MSI Bangladesh was supported by the Australian Government’s Department of Foreign Affairs and Trade (DFAT) RESPOND project to develop the capacity of government service providers to support survivors of sexual and gender-based violence and provide them with information and care.
Charvi (not her real name) is 18 and lives in a remote part of Bangladesh.
With one of the highest rates of child marriage in the world, Charvi, like over one in two young women in Bangladesh, was married before she was 18.
The family had no source of income, and Charvi had to leave school early as there was no money to pay school fees.
Charvi became pregnant and her husband physically abused her.
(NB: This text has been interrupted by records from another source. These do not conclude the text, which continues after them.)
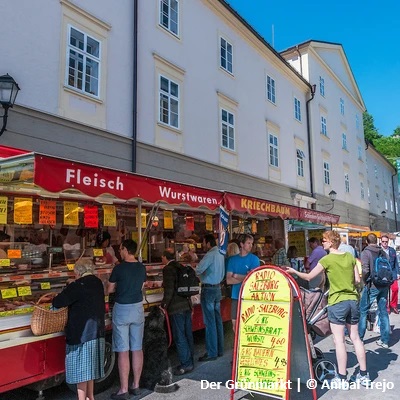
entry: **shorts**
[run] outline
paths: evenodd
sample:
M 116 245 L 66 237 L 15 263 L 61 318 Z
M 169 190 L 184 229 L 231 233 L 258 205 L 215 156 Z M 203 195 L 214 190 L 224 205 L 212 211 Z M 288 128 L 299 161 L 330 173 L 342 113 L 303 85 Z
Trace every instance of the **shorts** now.
M 345 300 L 328 307 L 328 320 L 336 325 L 356 325 L 360 319 L 360 307 L 356 300 Z
M 123 351 L 142 350 L 144 331 L 143 303 L 115 303 L 112 311 L 112 349 Z
M 238 300 L 231 299 L 231 319 L 236 319 L 238 309 Z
She was in pain following the assault and was worried about her pregnancy.
Chavri shared her concerns with a neighbour who recommended a government health clinic some distance from their home. On the neighbour’s recommendation Charvi travelled some distance from home to a government health clinic.
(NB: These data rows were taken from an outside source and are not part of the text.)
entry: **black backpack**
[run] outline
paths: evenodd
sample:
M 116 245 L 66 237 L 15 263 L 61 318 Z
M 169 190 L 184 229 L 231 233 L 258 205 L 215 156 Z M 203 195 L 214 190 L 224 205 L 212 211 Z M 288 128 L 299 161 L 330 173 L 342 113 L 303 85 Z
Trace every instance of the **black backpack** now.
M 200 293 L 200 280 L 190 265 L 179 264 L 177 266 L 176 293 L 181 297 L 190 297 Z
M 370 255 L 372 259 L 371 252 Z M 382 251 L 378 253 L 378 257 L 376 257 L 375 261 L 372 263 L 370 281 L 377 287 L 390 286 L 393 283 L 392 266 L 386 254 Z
At the health clinic, a family welfare visitor, Aadya, examined Charvi and noticed unusual marks on her body. The family welfare visitor had received training on sexual and gender-based violence from a master trainer from MSI Bangladesh, with the support of the RESPOND project. Aadya asked Charvi about the marks, and Charvi told her how she had been abused by her husband.
Aadya told Charvi about the government’s one-stop crisis centre, where she would be able to access legal support. She also introduced Charvi to a RESPOND project officer who could refer her to a specialist organisation for sexual and gender-based violence.
Visiting the clinic has given Charvi new hope. She received care, moral support and information from Aadya and the RESPOND project officer.
Aadya was grateful to have received the training from MSI Bangladesh that has meant she can help empower her clients with information and the ability to make decisions that are best for them and their families.